Few things could be more exciting for geology students than getting to go on an actual fossil-hunting trip to the Badlands of Wyoming. And few things could be more disappointing than having a fossil-hunting trip get canceled due to a pandemic.

“We very rapidly retooled and did a virtual field course, which admittedly is something of an oxymoron,” says Scott Persons, assistant professor of geology, who was accompanied not by his students on his summer trip to Wyoming as planned, but by his wife, Amanda Kelley, assistant professor of biology, and graduate student Brad Thompson. “But we made it work by doing a lot of time lapse filming of excavations at different sites. We also brought a drone out with us and a fancy new portable 3D scanner to scan specimens.”

Talk about making the best of a Badlands situation.

Working out of the Paleon Museum just outside Casper, the team was there for a little over a week in early July. And, in addition to unearthing parts of a Triceratops, Persons discovered Tyrannosaur footprints, as well as those of a duck-billed dinosaur that’s most likely an Edmontosaurus.

“It really was an outstanding success, which frankly makes me a little disappointed we didn’t have students there to experience it firsthand,” says Persons, who also brought back a large sample of different dinosaur teeth in his carry-on (no, TSA did not have an issue with them). “But a lot of what we discovered is stuff that needs future work, too, so it’s opened up a lot of new lines of study.”

Raptor Skeleton

To make the online class as immersive as possible, Persons used a GoPro and his smartphone mounted on a tripod to record lectures of himself excavating the bones and footprints, as well as analyzing fossils back in the museum’s lab. Supplementing the lectures were quizzes and assignments like “Mystery Quarry,” where students had to infer a number of conclusions, such as how the bones came to rest there and whether the carcass was scavenged, based on fossil clues.

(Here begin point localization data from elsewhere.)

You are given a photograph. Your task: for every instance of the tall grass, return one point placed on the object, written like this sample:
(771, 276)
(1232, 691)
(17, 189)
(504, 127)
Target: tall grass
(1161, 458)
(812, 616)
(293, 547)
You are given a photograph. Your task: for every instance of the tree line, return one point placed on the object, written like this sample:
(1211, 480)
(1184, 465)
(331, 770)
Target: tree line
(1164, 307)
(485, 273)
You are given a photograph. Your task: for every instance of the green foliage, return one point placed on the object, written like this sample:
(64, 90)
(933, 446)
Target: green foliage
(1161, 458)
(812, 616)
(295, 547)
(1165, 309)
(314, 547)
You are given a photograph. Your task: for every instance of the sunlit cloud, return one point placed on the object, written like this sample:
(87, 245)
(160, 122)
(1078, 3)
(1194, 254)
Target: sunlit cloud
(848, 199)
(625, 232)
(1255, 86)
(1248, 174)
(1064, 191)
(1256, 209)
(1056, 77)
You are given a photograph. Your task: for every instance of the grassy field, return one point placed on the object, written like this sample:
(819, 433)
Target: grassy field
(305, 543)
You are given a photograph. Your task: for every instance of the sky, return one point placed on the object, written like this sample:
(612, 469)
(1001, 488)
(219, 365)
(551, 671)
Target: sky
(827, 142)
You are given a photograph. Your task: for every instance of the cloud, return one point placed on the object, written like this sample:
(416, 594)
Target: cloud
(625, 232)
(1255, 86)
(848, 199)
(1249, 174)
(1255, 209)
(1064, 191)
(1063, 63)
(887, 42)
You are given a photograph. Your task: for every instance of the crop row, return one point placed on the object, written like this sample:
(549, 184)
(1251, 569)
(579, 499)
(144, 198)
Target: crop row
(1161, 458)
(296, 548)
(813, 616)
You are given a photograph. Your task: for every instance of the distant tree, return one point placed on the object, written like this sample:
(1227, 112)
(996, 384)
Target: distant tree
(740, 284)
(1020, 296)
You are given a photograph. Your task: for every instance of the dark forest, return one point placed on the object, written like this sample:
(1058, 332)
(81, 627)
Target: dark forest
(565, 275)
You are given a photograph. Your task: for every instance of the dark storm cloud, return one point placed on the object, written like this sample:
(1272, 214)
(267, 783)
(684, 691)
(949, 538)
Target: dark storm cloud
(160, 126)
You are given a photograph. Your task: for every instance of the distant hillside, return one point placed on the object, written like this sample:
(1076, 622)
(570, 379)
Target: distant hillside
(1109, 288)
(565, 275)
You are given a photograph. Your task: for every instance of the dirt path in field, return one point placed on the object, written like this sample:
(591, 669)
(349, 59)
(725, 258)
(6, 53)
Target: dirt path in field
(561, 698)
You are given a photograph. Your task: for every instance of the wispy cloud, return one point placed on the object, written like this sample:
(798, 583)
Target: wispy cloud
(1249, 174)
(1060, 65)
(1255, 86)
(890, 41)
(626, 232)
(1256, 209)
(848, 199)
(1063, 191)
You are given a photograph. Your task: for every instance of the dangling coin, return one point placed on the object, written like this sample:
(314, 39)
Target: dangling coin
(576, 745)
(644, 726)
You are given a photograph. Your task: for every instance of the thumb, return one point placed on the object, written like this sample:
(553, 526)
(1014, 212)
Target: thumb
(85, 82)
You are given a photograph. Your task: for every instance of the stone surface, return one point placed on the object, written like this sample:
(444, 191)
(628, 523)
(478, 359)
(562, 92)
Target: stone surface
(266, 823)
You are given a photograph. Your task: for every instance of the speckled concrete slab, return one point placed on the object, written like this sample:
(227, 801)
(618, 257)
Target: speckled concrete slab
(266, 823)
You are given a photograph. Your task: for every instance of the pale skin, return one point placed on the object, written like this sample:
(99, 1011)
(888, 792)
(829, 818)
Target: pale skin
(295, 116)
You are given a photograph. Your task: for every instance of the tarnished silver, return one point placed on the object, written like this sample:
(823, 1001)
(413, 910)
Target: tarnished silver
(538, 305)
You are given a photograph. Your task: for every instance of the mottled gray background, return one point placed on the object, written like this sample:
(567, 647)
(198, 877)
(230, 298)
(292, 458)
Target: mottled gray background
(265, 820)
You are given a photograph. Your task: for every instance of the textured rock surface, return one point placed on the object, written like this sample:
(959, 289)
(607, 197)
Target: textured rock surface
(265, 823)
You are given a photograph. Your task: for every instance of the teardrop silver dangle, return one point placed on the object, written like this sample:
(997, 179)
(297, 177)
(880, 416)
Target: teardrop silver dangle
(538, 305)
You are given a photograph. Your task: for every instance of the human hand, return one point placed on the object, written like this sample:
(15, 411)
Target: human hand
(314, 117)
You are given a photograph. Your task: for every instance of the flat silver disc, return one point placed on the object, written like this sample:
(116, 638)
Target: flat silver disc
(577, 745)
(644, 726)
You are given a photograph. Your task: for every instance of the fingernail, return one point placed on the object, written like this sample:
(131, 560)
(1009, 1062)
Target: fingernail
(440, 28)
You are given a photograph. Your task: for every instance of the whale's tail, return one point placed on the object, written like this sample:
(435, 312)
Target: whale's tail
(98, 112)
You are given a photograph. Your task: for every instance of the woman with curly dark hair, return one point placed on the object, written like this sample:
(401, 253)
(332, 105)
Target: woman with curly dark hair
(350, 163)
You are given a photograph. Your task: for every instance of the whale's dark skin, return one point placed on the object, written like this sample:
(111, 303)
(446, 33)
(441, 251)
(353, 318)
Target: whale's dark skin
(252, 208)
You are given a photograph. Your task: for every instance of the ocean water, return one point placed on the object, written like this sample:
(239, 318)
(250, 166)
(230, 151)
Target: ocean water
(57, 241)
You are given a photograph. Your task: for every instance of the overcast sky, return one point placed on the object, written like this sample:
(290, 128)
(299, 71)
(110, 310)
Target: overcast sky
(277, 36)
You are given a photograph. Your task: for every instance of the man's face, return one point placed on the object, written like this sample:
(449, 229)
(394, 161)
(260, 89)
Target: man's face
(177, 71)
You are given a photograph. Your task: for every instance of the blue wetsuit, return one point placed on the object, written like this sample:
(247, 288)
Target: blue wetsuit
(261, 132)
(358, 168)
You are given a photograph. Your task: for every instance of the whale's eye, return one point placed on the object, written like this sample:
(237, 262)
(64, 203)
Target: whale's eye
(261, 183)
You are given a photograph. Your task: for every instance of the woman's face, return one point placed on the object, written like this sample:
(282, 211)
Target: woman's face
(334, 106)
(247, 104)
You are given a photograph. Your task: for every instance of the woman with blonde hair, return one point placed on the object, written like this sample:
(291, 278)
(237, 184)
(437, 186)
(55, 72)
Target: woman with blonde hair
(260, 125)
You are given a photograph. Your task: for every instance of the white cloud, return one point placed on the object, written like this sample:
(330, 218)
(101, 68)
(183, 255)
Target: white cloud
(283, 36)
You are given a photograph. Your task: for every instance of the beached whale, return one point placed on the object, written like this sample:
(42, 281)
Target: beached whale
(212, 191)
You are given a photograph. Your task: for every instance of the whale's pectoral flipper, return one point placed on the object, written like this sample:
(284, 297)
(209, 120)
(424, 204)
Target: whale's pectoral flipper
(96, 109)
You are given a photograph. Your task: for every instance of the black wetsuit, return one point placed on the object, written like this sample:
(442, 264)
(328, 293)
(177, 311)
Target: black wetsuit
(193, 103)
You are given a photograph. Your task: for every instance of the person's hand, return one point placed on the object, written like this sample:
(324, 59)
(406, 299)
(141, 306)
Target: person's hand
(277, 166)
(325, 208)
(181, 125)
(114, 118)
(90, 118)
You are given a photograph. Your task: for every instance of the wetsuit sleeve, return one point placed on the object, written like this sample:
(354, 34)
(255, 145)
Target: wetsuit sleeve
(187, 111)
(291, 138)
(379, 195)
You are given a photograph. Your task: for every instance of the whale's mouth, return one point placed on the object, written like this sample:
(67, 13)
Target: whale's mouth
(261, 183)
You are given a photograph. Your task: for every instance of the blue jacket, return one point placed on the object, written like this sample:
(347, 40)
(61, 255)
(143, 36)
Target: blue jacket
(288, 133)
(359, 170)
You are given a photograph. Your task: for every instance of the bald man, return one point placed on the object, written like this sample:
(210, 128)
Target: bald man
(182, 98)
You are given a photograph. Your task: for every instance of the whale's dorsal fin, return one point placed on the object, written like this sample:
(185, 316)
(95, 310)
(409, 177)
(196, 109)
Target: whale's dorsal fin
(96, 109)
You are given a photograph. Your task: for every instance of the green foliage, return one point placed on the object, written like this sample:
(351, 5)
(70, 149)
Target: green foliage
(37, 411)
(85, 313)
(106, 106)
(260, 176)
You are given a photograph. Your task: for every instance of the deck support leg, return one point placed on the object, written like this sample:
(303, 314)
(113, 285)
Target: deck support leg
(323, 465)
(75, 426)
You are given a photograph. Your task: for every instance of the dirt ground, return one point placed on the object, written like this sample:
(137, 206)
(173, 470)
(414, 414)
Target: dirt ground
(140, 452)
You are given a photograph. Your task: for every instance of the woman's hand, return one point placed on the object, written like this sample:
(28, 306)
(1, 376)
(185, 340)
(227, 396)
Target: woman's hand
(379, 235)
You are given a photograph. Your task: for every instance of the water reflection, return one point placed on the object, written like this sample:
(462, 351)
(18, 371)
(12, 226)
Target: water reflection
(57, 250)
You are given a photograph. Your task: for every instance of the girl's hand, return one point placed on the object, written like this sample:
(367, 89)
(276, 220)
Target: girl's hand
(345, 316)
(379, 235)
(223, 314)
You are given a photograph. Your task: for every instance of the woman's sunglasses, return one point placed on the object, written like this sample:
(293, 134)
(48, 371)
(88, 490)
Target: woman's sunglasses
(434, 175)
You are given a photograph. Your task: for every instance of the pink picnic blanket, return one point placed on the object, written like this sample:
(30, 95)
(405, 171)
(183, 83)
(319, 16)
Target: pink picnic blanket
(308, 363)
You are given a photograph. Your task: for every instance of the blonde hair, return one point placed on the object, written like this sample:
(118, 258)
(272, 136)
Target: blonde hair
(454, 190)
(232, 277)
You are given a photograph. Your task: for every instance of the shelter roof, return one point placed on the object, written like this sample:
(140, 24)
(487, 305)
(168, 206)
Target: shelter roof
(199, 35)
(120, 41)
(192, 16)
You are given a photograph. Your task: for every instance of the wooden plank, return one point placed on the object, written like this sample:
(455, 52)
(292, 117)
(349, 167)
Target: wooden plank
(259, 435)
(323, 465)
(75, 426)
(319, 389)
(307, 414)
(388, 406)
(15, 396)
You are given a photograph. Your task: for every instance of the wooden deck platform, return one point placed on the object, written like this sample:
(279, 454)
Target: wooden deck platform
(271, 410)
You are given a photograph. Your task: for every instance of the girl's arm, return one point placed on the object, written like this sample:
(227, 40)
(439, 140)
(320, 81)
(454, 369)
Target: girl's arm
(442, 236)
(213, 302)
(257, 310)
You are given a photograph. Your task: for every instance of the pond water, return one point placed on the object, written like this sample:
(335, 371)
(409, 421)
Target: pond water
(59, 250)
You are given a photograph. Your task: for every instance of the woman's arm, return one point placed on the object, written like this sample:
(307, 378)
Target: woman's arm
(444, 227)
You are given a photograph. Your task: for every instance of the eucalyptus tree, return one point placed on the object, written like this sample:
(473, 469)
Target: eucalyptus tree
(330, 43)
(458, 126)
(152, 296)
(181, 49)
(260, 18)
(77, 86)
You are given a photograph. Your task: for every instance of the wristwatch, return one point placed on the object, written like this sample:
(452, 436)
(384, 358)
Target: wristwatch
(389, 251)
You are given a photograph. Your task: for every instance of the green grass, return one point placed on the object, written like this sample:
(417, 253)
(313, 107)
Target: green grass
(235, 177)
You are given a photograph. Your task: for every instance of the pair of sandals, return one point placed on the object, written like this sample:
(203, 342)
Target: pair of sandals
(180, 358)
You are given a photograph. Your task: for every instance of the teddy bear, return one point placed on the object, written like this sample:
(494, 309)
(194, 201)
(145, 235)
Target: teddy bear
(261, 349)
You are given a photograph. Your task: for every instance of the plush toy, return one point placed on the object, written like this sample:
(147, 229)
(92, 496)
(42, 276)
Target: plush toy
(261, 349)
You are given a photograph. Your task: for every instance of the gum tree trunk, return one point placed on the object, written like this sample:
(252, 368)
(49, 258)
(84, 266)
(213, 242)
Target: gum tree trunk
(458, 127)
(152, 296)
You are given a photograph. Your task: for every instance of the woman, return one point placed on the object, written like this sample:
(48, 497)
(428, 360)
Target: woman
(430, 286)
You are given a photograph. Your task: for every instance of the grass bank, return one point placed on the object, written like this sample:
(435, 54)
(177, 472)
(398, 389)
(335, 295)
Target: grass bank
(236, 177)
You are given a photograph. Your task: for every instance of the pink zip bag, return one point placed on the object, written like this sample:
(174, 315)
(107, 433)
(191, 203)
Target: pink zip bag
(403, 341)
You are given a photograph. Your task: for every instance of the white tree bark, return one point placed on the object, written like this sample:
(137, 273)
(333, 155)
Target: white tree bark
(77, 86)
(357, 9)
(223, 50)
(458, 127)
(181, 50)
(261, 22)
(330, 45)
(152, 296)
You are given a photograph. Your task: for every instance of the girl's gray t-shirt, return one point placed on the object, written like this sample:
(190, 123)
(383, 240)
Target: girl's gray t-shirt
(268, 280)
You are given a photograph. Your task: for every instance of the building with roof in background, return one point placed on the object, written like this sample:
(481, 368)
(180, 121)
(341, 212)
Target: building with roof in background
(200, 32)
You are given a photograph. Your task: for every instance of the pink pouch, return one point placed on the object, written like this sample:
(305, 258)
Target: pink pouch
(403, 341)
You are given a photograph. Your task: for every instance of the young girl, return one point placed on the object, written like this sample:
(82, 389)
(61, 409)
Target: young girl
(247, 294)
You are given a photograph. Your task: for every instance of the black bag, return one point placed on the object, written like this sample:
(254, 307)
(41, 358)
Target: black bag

Another great thing to come out of the trip: the official partnership Persons developed with the Paleon Museum. CofC will now help helm paleontology fieldwork there.

“Future students will have the experience of working in the museum, in the preparation lab, and then head out to what amounts to the museum’s backyard, where there are multiple different digs going on,” says Persons, who’s had a relationship with the museum since he went on his first hunt there in elementary school. “The digs will give them exposure to a lot of different kinds of fossil hunting.”

The museum also made him its official research curator. “More than anything else, that shows that the museum is committed to having us back year after year to pursue other research projects,” says Persons. “And, at some point, that’s going to mean boots on the ground for CofC students.”